Moderate Electron Doping Assists in Dissociating Water on a Transition Metal Oxide Surface (n-SrTiO3)
Christen Courter, James Stewart, and Tanja Cuk*
Journal of Physical Chemistry C, 2023, DOI:
Water dissociation on transition metal oxide (TMO) surfaces regulates their catalytic activity in aqueous media. Ambient pressure X-ray photoelectron spectroscopy (AP-XPS) has differentiated TMO surfaces by the population of their first hydration layer on a scale between water molecularly absorbed and water fully dissociated into hydroxyl groups.
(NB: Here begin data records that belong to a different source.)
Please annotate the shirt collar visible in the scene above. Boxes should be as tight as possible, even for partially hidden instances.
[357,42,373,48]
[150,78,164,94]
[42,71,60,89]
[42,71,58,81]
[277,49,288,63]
Here, we show that electron-doping a single TMO (SrTiO3: STO) can also span this range, with the data on lightly (0.1 wt % Nb) and moderately (0.7 wt % Nb) doped STO suggestive of partial and full water dissociation, respectively. The hydroxyl coverage is a factor of 9 greater in 0.7% Nb STO than in 0.1% Nb STO at low relative humidity (∼10–3 % RH) and a factor of 2 greater at 1% RH, for which multilayers have already formed. Given the lack of a clear differentiation in surface morphology and termination, stoichiometry, or chemical environment of the two doped surfaces, the suggestion is made that the factor of ∼10 increase in electron density is the most likely origin of the marked increase in water dissociation across RH. Nonetheless, since the electron density delocalizes across many titanium oxygen bonds while surface characterizations are site-based, defining similar enough surfaces for which such a collective effect dominates remains a topic of future work. This work provides a benchmark for the effect of delocalized electron density, which can now be further tested by theoretical calculations and a broader material scope of low-to-moderately doped TMOs.